Two men wearing ceremonial gowns standing on a stage.
Baljit Singh, USask's vice president research, presents the Distinguished Researcher award to USask Engineering faculty member Chris Zhang. (Photo: Dave Stobbe)

Zhang receives USask Distinguished Researcher award

Dr. Wen Jun (Chris) Zhang (PhD) was awarded the University of Saskatchewan's (USask) top honour of Distinguished Researcher.

By Research Profile and Impact

Dr. Chris Zhang is an internationally recognized researcher who has contributed his talents to the USask for more than two decades, making a wide array of multidisciplinary research contributions. 

“I’m very happy to receive this award,” said Zhang, professor of mechanical engineering in the College of Engineering. He considers the honour a recognition of his multidisciplinary research accomplishments since joining USask in 1988 as a mechanical engineer with a background in engineering design.

USask's Vice President Research presented the award to Zhang during fall convocation ceremonies on Nov. 9.

Zhang has since made landmark advances that cover a wide spectrum of areas, including nano manufacturing, robotics, bio-mechatronics, critical network systems, informatics, and biomedical engineering.
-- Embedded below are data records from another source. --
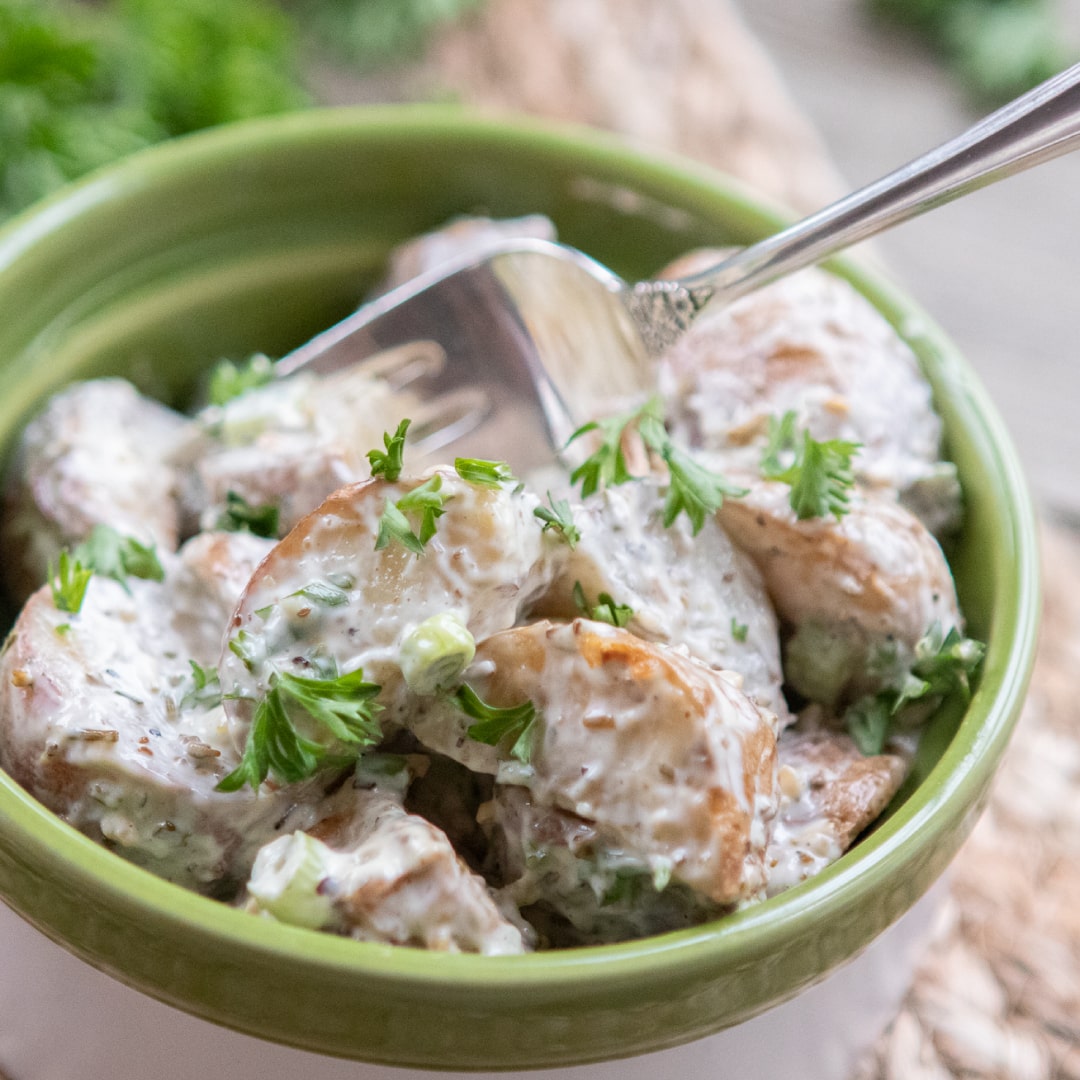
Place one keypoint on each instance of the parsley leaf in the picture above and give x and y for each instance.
(559, 518)
(692, 488)
(943, 664)
(323, 592)
(606, 467)
(484, 473)
(68, 583)
(820, 474)
(240, 515)
(230, 380)
(388, 463)
(426, 500)
(110, 554)
(495, 725)
(604, 610)
(342, 706)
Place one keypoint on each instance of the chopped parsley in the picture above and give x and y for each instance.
(229, 380)
(205, 689)
(427, 502)
(388, 462)
(604, 610)
(819, 473)
(557, 516)
(239, 515)
(341, 707)
(68, 583)
(692, 488)
(484, 473)
(943, 664)
(515, 724)
(323, 592)
(606, 467)
(111, 554)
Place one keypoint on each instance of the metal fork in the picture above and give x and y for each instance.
(520, 346)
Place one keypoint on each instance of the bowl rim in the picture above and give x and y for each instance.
(949, 795)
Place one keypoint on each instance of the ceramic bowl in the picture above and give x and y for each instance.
(253, 238)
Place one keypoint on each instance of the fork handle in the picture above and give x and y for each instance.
(1037, 126)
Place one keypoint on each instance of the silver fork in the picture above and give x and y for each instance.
(520, 346)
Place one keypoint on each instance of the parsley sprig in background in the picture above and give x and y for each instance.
(83, 83)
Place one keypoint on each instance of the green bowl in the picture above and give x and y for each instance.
(254, 237)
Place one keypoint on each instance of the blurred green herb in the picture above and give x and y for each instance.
(366, 34)
(998, 49)
(83, 83)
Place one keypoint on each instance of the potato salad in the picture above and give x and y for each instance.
(274, 653)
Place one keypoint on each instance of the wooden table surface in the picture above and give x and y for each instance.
(999, 269)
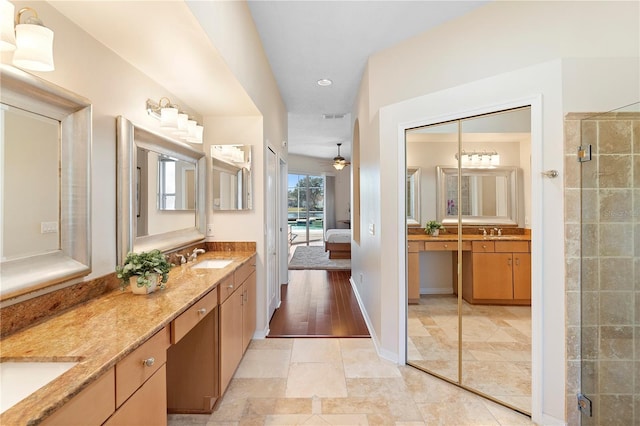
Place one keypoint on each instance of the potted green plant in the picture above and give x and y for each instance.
(433, 228)
(144, 271)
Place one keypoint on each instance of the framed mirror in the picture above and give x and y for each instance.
(413, 195)
(488, 196)
(160, 191)
(231, 177)
(46, 169)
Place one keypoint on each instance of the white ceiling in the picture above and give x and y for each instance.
(309, 40)
(304, 41)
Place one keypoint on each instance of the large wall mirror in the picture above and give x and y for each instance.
(488, 196)
(45, 156)
(231, 177)
(160, 191)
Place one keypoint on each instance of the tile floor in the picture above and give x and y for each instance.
(496, 351)
(341, 382)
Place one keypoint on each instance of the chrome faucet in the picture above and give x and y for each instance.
(193, 256)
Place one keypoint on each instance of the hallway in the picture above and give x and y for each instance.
(341, 382)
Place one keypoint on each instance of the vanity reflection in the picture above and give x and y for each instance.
(45, 156)
(482, 342)
(160, 195)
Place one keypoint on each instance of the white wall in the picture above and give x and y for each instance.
(514, 57)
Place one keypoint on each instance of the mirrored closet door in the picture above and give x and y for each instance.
(469, 287)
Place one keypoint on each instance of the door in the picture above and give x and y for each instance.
(610, 267)
(273, 286)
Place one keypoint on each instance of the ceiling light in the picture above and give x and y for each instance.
(31, 41)
(176, 121)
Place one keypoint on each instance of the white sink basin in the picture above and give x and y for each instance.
(20, 379)
(212, 264)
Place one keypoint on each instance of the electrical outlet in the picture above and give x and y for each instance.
(48, 227)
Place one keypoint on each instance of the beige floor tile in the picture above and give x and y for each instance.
(316, 378)
(264, 363)
(316, 350)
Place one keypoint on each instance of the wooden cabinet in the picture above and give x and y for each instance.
(237, 320)
(498, 272)
(92, 406)
(413, 271)
(192, 361)
(147, 406)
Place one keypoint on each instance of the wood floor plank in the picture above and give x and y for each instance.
(318, 303)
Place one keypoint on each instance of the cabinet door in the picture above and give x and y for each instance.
(230, 337)
(522, 276)
(147, 406)
(248, 310)
(492, 276)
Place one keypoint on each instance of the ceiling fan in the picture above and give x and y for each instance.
(339, 161)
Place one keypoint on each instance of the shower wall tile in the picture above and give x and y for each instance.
(615, 171)
(616, 273)
(616, 205)
(616, 343)
(615, 137)
(616, 308)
Among his dozens of research accomplishments and contributions, he points to three that have received a great deal of international attention.

From left: Vice President Research Baljit Singh, Professor Chris Zhang, Engineering Dean Carey Simonson and Provost and Vice President Academic Airini (Photo: Dave Stobbe)
The first is in systems science and engineering, where he developed a fundamental knowledge system architecture consisting of six concepts (function, context, behaviour, principle, state, and structure) that can be used to understand not only technical systems but any system, including social, economic, and environmental systems. “This is my biggest contribution,” he said. “Every system makes sense in a particular context.”

The second is his contribution to defining engineering resiliency. Resiliency is a concept well known in ecology, but one that didn’t gain wider attention until the 9/11 attacks exposed vulnerabilities of engineering and financial systems, Zhang said. “I was in the discussion when a book about engineering resilience came out in 2006 and pioneered using the resiliency concept to develop a resilient robotics system,” he said.

After the 2008 financial crisis, he proposed a new concept of a resilient wholistic supply chain that’s not just one chain but several chains—financial, property and manufacturing—intertwined into a network. Using a technique he developed to simulate a potential collapse of the chain, decision-makers will have early warning to take mitigation measures, he said.

The third is in biomedical engineering, where Zhang developed a protocol to ablate brain tumours while at the same time using the “transient window” created in the blood-brain barrier to deliver chemotherapy drugs precisely to the tumour site.

Zhang has supervised 38 PhD students, 114 master’s students and 53 post-doctoral fellows, visiting fellows and research associates. He has produced 361 refereed journal articles, 17 books and book chapters, 222 refereed conference papers, and holds 23 patents and invention disclosures.